You know you need to gain weight to be healthier, yet a larger number on the scale and/or having to buy larger clothes upsets you. A therapist trained to deal with these types of issues might be a big help.


...my only concern is whether or not I am considered "very" or "moderately" active...I lift heavy for an hour+ at least 5 days a week...cardio 3 times a week and stay very busy oitherwise throughout the day...

Lifting heavy for over an hour five days a week, cardio three days a week, plus other activities... that seems obviously very active, to me.

twinnett
07-07-2006, 11:46 AM
Yes, you would be considered very active.

beyond failure
07-07-2006, 12:37 PM
...I sincerely appreciate your concern...I was not asking because I personally do not consider myself to be very active (I most deffinately am) but because the context by which the activity level is based is not in terms of weight training...it only says "sports"...I was just confused...I do not dispute that I am still coming to terms with alot of my body image stuff but I would not consider it a disorder...but thank you for your concern...

Sodom
07-07-2006, 03:02 PM
Yeah you're very active for sure..

You'll be fine.. you've done the right thing by talking about it and bringing it out in the open :)

beyond failure
07-07-2006, 05:08 PM
...sorry I came across as a lush earlier...I do feel alot etter having gotten that off my chest...thanks...have a great weekend!

terracotta
07-07-2006, 08:08 PM
everyone is correct dear :)
Looks like things have been sorted out?

Sodom
07-08-2006, 02:23 AM
...sorry I came across as a lush earlier...I do feel alot etter having gotten that off my chest...thanks...have a great weekend!

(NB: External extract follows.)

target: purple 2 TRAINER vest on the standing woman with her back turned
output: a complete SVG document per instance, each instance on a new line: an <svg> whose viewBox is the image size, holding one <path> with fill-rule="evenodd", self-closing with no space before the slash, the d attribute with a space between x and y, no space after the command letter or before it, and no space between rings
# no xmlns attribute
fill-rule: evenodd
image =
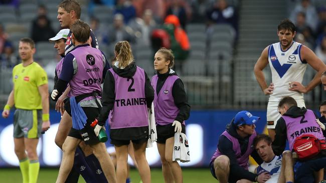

Stop apologising :) it was probably me being too lazy and not reading your post thoroughly anyway :D

So what lovely treats are on todays food menu?.. :p

beyond failure
07-08-2006, 06:29 AM
...it's deffinately a comfort food day for me...big bowl of oatmeal and egg whites for breakfast...and a pb&j/protein shake combo for lunch...oh...and farina later on for sure.....off to play tennis...thanks again everyone...you are the best!

kierz
07-14-2006, 02:03 PM
hi very one im looking for advice im 24 and have always been in good shape untill i met my girlfriend and started eating junk , im working out alot now to get the purfect bod as we all are and went and got some hydroxycut , is it any good and is there any thing better , thanks kieran

twinnett
07-14-2006, 02:26 PM
In my opinion, fat burners are useless unless you're on a solid exercise program and a good, solid diet full of clean foods.